«La violenza domestica non è una questione privata, è un problema sociale di cui una municipalitá deve farsi carico». Cosí dice Cecil Noel, a capo dell’ ufficio Combact domestic violence della cittá di New York, istituzione particolarmente cara al sindaco De Blasio e dove è molto attiva la first lady di questa cittá, Chirlane. «Questa amministrazione negli ultimi due anni ha fatto un lavoro incredibile nella lotta contro gli abusi domestici, ma il nostro è un lavoro che va avanti da decenni – continua Noel – Questo ufficio è quello che coordina tutte le iniziative per combattere la violenza domestica, perché non esiste un unico magico elemento che risolve tutto, di tanti ingranaggi che lavorano insieme, per questo abbiamo creato il Family Justice Center.

I Centri di Giustizia Familiare sono un programma dell’ufficio del sindaco, forniscono tutti i servizi necessari in una situazione di violenza domestica: assistenza legale, psicologica, economica, tutto in un unico luogo.Quando arrivano al centro, le vittime possono incontrare un avvocato, parlare con un consulente, richiedere un alloggio e l’assistenza finanziaria; ogni FJC ha una camera dove i bambini possono giocare in uno spazio sicuro e controllato, mentre il genitore riceve l’aiuto necessario. A gestire i centri ci sono 30 organizzazioni comunitarie il cui personale parla collettivamente più di 30 lingue e c’è un servizio di traduzione telefonico in oltre 150 lingue”.

Questi centri sono gratuiti ed agiscono indipendentemente dagli orientamenti sessuali o dalla situazione migratoria della vittima, ed il fatto di essere polivalenti è uno degli aspetto fondamentali.

Una delle principali componenti della violenza è l’isolamento in cui vengono tenute le vittime, è necessario costruire luoghi sicuri che diventano cinture di protezione, senza dover cercare aiuti diversi in giro per la città: le vittime lì trovano tutto ciò di cui hanno bisogno, inclusa l’assistenza psicologica che è importantissima. Nel Bronx forniscono anche assistenza psichiatrica e verrà estesa anche alle altre zone.

Ma come si va alla radice, all’origine del problema?
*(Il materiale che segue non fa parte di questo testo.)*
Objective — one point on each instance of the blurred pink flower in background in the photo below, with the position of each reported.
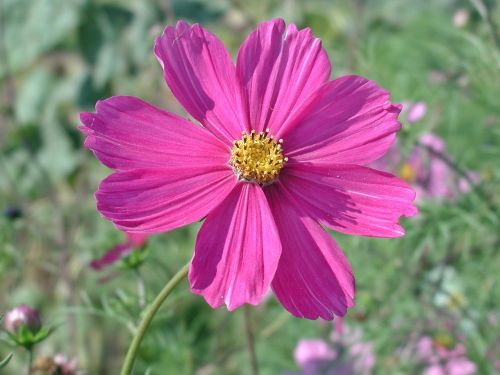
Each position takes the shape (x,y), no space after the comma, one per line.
(118,252)
(22,317)
(344,354)
(440,360)
(313,354)
(56,365)
(430,176)
(415,111)
(282,150)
La prevenzione: organizziamo quella che si chiama ’Accademia delle Relazioni Sane’, con corsi nelle scuole per insegnare a riconoscere i sintomi di una relazione tossica e il rispetto di sé, in modo che non si diventi vittime o abuser. È importante, ad esempio imparare che la gelosia furiosa non è amore. Ci concentriamo anche molto su gli abuser, c’è un Abuser Intervention Program, ci stiamo lavorando perché le vittime poi vanno avanti mentre gli abuser restano nella stessa veste mentale; bisogna lavorare su di loro, è l’unico modo per venirne fuori. Inoltre c’è bisogno della collaborazione di tutti, è un tema percepito come un affare privato, invece il messaggio deve essere che se fare del male a qualcuno per strada non è tollerato, non deve esserlo dentro casa, è un crimine.
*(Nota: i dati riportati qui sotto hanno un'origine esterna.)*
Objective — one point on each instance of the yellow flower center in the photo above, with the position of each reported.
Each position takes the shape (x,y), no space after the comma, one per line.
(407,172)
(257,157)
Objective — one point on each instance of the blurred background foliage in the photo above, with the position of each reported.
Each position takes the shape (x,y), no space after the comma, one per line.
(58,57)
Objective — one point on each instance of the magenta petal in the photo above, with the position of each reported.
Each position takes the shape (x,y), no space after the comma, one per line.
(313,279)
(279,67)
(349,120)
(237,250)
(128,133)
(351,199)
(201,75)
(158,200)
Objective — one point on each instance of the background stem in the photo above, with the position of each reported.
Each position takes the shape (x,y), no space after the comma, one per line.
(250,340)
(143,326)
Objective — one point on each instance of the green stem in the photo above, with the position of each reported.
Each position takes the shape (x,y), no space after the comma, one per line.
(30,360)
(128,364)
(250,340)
In quest ottica bisogna guardare all’Order of Protection, uno degli strumenti chiave di questo sistema.

Esiste un tribunale della famiglia, il Family Court. Si racconta la propria storia e a quel punto viene dato un OP temporaneo. Ce ne sono di tanti tipi, come ad esempio impedire all’abuser di avvicinarsi a meno di una certa distanza. Poi vittima e abuser dovranno presentarsi davanti alla corte e dare la propria versione e il giudice decide che tipo di OP assegnare. Se l’abuser lo rispetta non ci sono conseguenze penali, se lo viola va in galera.

Che importanza ha la polizia in questo sistema?

È fondamentale avere un corpo di polizia specializzato e preparato, sono la prima linea, se non hanno una preparazione adeguata è un danno enorme. Noi facciamo loro la formazione, sono i nostri partner siamo alleati nel compito di salvare le vittime e dare consapevolezza agli abuser che ciò che stanno facendo è un crimine.